Aber zunächst die Ergebnisse seiner Untersuchung, die für alle diejenigen ernüchternd wirken müssen, die sich vom Online-Wahlkampf eine Revolution des Politiker-Bürger-Verhältnisses erhoffen: Politiker nutzen ihre Plattformen bei Facebook oder Twitter vor allem zur Verkündung von Nachrichten, Interaktion findet kaum statt. Das Problem dieser Nachrichten: Ihr Informationswert wird von den Absendern, also den Politikern, offensichtlich höher eingeschätzt als von den Empfängern. Fotos von Sitzungen, Besuchen bei Parteiveranstaltungen oder Ähnliches füllen ohne Zweifel den Terminkalender eines Politikers, für den Bürger sind sie aber nicht gerade brennend interessant. Diesen Effekt macht Hinz an einer wichtigen Kennzahl fest: Im Schnitt hat im letzten Bundestagswahlkampf nur jeder 14. Unterstützer einen Beitrag eines Kandidaten geteilt. Hinz verwendet hier den Begriff „Unterstützer“ ganz bewusst für den Besucher des Netzwerk-Auftritts. Denn immerhin hat dieser Besucher diesen Netzwerk-Auftritt geliked, damit also seine Sympathie für den Politiker zum Ausdruck gebracht. Er steht ihm also grundsätzlich positiv gegenüber. Umso bezeichnender sei dann, wenn dieser die Botschaften seines Favoriten für nicht interessant genug hält, um sie mit seinen Facebook-Freunden zu teilen oder bei Twitter weiterzuleiten. Diese Unterstützer seien schließlich wichtige Multiplikatoren, also Brückenbauer zu den Bürgern, die noch als Unterstützer gewonnen werden sollen.

Persönlichkeit zum Ausdruck bringen

Besonders bezeichnend: Selbst in der heißen Wahlkampf-Phase, 30 Tage vor dem Wahl-Termin, teilten 2013 im Schnitt nur sieben Prozent der Unterstützer die Beiträge bei Facebook, bei Twitter waren es neun Prozent. Aus Hinzs Sicht bleibt hier also noch ein erhebliches Mobilisierungspotenzial ungenutzt.
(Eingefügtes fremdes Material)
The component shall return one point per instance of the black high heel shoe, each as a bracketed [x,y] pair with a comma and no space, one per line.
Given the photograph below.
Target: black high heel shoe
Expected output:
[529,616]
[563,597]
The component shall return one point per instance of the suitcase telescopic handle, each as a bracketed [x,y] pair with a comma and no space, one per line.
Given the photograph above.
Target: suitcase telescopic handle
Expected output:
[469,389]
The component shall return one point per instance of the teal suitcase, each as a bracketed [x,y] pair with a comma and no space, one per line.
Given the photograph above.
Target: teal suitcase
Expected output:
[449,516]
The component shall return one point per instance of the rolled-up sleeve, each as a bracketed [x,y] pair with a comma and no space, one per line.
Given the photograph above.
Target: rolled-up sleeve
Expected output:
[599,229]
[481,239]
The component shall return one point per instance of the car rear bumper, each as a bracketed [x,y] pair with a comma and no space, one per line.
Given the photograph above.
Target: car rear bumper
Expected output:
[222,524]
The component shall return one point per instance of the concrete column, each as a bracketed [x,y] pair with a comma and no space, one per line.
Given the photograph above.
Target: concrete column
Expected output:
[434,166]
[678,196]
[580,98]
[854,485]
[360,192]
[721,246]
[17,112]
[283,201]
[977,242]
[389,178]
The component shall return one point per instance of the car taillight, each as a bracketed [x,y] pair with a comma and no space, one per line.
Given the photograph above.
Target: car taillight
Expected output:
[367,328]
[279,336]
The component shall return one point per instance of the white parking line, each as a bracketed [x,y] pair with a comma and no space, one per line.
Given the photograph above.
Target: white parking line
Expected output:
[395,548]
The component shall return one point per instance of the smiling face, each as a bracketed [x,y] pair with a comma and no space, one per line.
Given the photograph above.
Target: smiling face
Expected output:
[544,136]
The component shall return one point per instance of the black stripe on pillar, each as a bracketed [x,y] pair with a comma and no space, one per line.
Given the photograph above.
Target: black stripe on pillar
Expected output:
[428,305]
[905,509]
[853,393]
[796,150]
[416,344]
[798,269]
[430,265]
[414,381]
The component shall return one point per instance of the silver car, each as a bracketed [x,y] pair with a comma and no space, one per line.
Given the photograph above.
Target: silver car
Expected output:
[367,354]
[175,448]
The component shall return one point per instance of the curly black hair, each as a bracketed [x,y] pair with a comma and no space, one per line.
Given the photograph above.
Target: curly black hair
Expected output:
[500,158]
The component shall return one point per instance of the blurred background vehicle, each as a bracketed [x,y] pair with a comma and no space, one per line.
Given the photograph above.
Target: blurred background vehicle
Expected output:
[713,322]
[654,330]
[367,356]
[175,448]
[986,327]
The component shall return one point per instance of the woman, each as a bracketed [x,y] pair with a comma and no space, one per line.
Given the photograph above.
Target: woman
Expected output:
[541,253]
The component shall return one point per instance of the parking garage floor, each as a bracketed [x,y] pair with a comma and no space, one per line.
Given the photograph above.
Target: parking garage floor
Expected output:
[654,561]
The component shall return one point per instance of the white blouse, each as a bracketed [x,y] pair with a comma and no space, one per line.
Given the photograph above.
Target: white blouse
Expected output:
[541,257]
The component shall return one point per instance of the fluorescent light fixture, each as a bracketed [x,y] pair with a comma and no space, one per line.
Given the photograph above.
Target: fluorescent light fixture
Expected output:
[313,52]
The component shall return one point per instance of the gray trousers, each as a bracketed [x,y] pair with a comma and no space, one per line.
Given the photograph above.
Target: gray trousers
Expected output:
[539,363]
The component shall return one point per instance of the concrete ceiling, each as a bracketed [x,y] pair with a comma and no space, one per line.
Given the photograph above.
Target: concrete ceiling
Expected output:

„Authentizität“, so Hinz, begeistere Unterstützer. Jeder Kandidat sei natürlich auf unterschiedliche Weise authentisch, weil jeder ein ganz eigener Kommunikations-Typ sei. Die Beiträge müssten auch nicht alle so aussehen, als seien sie von Agentur-Experten durchgestylt worden. Ganz im Gegenteil. Aber in den Beitragen sollte eben etwas über die Person des Kandidaten zum Ausdruck gebracht werden. Persönlichkeit lasse sich aber nur in einem persönlichen Stil vermitteln. Den müsse letztlich jeder Kandidat selbst finden. Aber eines sei auch klar: Lediglich den Terminkalender aufzulisten, reicht nicht. Dann sollte man lieber auf einen Auftritt ganz verzichten.